I was expecting the compiler to always make sure a function starts at ideal aligned position, using noop to fill gaps.
There's a tradeoff. It would hurt performance to align every function to 64B (the start of a cache line). Code density would go down, with more cache lines needed to hold the instructions. 16B is good, because it's the instruction fetch/decode chunk size on most recent CPUs.
Agner Fog has the low-level details for each microarch. He hasn't updated it for Broadwell, though, but the uop cache probably hasn't changed since Sandybridge. I assume there's one fairly small loop that dominates the runtime. I'm not sure exactly what to look for first. Maybe the "slow" version has some branch targets near the end of a 32B block of code (and hence near the end of a uop cacheline), leading to significantly less than 4 uops per clock coming out of the frontend.
Look at performance counters for the "slow" and "fast" versions (e.g. with perf stat ./cmd
), and see if any are different. e.g. a lot more cache misses could indicate false sharing of a cache line between threads. Also, profile and see if there's a new hotspot in the "slow" version. (e.g. with perf record ./cmd && perf report
on Linux).
How many uops/clock is the "fast" version getting? If it's above 3, frontend bottlenecks (maybe in the uop cache) that are sensitive to alignment could be the issue. Either that or L1 / uop-cache misses if different alignment means your code needs more cache lines than are available.
Anyway, this bears repeating: use a profiler / performance counters to find the new bottleneck that the "slow" version has, but the "fast" version doesn't. Then you can spend time looking at the disassembly of that block of code. (Don't look at gcc's asm output.

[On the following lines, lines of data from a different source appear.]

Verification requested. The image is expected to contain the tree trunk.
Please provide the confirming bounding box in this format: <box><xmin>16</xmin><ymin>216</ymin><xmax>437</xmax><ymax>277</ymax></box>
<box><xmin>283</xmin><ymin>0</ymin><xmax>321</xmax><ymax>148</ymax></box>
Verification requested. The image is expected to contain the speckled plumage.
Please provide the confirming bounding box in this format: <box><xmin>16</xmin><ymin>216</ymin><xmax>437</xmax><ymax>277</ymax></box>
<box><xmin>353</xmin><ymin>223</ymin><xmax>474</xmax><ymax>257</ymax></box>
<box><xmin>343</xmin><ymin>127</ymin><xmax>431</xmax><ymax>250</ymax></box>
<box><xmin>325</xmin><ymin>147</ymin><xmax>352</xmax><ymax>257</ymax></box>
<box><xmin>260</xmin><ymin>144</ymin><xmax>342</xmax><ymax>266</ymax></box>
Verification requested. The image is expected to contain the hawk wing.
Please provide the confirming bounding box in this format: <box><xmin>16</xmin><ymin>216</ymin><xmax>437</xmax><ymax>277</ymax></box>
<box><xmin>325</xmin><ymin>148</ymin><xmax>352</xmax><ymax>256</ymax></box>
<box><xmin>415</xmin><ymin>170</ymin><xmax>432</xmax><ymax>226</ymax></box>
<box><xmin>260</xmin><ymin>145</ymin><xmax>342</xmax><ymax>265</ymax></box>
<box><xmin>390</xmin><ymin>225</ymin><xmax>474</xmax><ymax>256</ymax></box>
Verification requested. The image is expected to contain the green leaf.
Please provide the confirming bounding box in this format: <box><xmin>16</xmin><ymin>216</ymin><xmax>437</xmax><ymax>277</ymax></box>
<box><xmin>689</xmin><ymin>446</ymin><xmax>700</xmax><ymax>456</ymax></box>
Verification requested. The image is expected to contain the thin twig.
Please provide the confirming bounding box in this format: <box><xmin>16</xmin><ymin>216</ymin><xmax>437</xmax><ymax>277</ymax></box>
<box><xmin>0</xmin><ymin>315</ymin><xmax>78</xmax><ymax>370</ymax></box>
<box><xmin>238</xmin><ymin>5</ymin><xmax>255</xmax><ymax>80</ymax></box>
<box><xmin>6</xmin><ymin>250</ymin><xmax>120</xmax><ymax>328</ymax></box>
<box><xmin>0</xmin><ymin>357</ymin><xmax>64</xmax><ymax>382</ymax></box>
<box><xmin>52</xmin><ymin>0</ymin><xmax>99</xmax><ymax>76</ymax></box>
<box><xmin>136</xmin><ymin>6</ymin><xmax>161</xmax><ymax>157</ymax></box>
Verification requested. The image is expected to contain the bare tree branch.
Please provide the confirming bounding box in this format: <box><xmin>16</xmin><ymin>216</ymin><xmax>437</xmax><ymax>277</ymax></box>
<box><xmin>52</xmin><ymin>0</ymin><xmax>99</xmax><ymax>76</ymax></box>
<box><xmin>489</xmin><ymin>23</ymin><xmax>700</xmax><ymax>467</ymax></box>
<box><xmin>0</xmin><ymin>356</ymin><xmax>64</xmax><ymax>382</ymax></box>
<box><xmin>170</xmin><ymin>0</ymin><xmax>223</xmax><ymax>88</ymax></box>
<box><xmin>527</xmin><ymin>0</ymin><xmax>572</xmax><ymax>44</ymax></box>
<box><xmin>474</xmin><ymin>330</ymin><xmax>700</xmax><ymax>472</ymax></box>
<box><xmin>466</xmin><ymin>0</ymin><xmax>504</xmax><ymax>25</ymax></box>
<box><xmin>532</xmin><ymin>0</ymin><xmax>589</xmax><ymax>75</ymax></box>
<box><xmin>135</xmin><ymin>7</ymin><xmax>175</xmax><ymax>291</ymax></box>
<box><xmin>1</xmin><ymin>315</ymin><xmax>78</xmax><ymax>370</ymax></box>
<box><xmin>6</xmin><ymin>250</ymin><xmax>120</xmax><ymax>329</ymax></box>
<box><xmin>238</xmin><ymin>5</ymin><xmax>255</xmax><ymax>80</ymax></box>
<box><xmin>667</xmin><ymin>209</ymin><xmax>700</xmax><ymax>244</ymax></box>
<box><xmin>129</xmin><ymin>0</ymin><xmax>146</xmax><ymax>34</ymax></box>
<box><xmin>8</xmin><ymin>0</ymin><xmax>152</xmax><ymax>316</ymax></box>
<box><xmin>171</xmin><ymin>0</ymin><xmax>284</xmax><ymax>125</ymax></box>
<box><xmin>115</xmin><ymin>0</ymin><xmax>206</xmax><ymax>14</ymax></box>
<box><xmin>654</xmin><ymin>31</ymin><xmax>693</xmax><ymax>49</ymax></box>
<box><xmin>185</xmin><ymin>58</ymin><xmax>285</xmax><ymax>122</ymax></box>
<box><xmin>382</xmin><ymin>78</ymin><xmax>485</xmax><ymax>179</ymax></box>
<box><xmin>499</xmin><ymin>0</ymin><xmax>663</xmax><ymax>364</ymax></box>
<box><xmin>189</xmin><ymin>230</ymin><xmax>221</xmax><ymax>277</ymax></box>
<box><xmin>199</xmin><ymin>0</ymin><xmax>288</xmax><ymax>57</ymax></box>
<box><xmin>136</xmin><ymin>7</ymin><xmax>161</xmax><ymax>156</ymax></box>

You need to see the alignment in the disassembly of the final binary.) Look at the 16B and 32B boundaries, since presumably they'll be in different places between the two versions, and we think that's the cause of the problem.
Alignment can also make macro-fusion fail, if a compare/jcc splits a 16B boundary exactly. Although that is unlikely in your case, since your functions are always aligned to some multiple of 16B.
re: automated tools for alignment: no, I'm not aware of anything that can look at a binary and tell you anything useful about alignment. I wish there was an editor to show groups of 4 uops and 32B boundaries alongside your code, and update as you edit.
Intel's IACA can sometimes be useful for analyzing a loop, but IIRC it doesn't know about taken branches, and I think doesn't have a sophisticated model of the frontend, which is obviously the issue if misalignment breaks performance for you.